Procurar profundidade em vez de velocidade
É por isso que gosto tanto de ler livros (daqueles grandes e às vezes difíceis de acompanhar), deixar o tédio acontecer ou dar espaço ao silêncio enquanto caminho (não ouço música enquanto caminho — sou eu e os meus pensamentos). Porque é no silêncio que o pensamento se recompõe. O ChatGPT é um ótimo eco do que já sabemos, mas só o tempo nos devolve o que ainda não descobrimos.

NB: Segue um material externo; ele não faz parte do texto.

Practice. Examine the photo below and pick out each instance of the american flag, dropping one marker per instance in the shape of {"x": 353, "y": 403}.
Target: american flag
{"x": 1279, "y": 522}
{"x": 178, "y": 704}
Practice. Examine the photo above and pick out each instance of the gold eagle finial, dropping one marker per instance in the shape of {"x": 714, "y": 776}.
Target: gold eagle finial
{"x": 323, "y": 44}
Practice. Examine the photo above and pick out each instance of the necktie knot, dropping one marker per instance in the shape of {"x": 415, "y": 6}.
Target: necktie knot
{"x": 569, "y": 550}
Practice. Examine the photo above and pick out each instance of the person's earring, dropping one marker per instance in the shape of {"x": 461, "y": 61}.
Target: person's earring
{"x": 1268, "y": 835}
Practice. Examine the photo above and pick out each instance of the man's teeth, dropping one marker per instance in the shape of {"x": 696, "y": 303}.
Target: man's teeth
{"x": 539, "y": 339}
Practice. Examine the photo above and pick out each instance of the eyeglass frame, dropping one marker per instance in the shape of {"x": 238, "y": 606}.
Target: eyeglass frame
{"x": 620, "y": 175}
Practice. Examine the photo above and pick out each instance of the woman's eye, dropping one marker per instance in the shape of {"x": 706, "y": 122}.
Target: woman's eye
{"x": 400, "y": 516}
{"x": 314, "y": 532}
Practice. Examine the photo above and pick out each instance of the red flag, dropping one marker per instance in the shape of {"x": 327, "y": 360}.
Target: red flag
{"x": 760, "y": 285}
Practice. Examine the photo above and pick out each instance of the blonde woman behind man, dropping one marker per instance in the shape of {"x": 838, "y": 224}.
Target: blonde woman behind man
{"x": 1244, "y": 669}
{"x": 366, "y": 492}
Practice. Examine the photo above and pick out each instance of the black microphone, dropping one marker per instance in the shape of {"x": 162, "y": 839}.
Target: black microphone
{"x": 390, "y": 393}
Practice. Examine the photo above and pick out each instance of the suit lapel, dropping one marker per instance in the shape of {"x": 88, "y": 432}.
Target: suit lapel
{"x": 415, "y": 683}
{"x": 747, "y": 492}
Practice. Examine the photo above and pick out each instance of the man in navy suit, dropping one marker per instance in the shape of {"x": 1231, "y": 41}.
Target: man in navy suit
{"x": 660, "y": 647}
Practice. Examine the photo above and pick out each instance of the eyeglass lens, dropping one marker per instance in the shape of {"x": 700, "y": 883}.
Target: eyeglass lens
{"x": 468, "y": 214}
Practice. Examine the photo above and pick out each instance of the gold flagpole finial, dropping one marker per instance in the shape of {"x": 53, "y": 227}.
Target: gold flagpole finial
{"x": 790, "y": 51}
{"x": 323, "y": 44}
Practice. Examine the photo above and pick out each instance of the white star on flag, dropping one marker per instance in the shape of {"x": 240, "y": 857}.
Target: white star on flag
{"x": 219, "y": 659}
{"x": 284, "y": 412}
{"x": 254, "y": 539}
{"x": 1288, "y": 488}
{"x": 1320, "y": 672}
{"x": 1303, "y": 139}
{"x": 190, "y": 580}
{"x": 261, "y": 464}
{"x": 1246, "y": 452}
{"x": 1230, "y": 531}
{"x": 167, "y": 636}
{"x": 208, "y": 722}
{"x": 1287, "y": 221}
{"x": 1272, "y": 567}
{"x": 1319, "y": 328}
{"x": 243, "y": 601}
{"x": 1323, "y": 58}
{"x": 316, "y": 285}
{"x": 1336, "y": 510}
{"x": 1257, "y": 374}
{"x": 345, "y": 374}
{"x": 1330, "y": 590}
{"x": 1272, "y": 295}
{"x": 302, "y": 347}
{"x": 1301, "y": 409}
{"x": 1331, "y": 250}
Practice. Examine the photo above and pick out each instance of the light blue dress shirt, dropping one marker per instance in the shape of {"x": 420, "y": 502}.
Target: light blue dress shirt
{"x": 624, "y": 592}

A profundidade exige lentidão — e a lentidão tornou-se uma forma de resistência.
A importância de fazer coisas com as mãos
Nada me dá tanto prazer como construir coisas com as mãos: apertar um parafuso, reparar um banco ou uma cadeira, pintar uma parede ou substituir uma lâmpada. Para outros pode ser cozinhar um prato especial — sem atalhos, preparando todos os ingredientes! Ou até tricotar à moda antiga um par de meias para o inverno. Esses gestos “manuais” ligam a mente ao corpo, o pensamento à matéria. No mundo digital tudo é intangível; o toque devolve-nos a dimensão real da vida. E a verdade é que, por mais fascinante que seja falar com uma máquina, nada substitui o calor de uma conversa em voz alta, o erro, o improviso, a pausa.
Desconfiar dos algoritmos
É fácil deixar que eles decidam o que lemos, ouvimos, vemos ou pensamos. Seja a Netflix ou o Spotify, trabalham incessantemente para “preverem” o que queremos ver ou ouvir. Mas cada recomendação é uma forma subtil de nos tornar previsíveis. A liberdade está em escolher mal — em assistir a um filme que não esperávamos ou em ouvir uma música fora do nosso gosto habitual. Ou então, assistirmos pela milésima vez ao mesmo filme ou escutarmos o mesmo disco de vinil que já está meio arranhado de tanto uso! O acaso e a segurança do que conhecemos são, provavelmente, uma das últimas formas de autenticidade que ainda nos restam.
Dois anos depois, percebo que o ChatGPT ou a IA não me torna menos criativo. Mas, reconheço a dependência. A máquina é um espelho: amplifica o que já temos, mas também reflete o que estamos a perder. Usá-la exige consciência. Exige um certo tipo de disciplina emocional, uma ética do esforço. Porque a inteligência humana não está em fazer mais depressa, mas em saber quando parar, respirar, pensar — e, sobretudo, sentir.
Talvez seja esse o verdadeiro desafio da nossa época: continuar a ser humanos num mundo que nos convida, todos os dias, a deixar de o ser.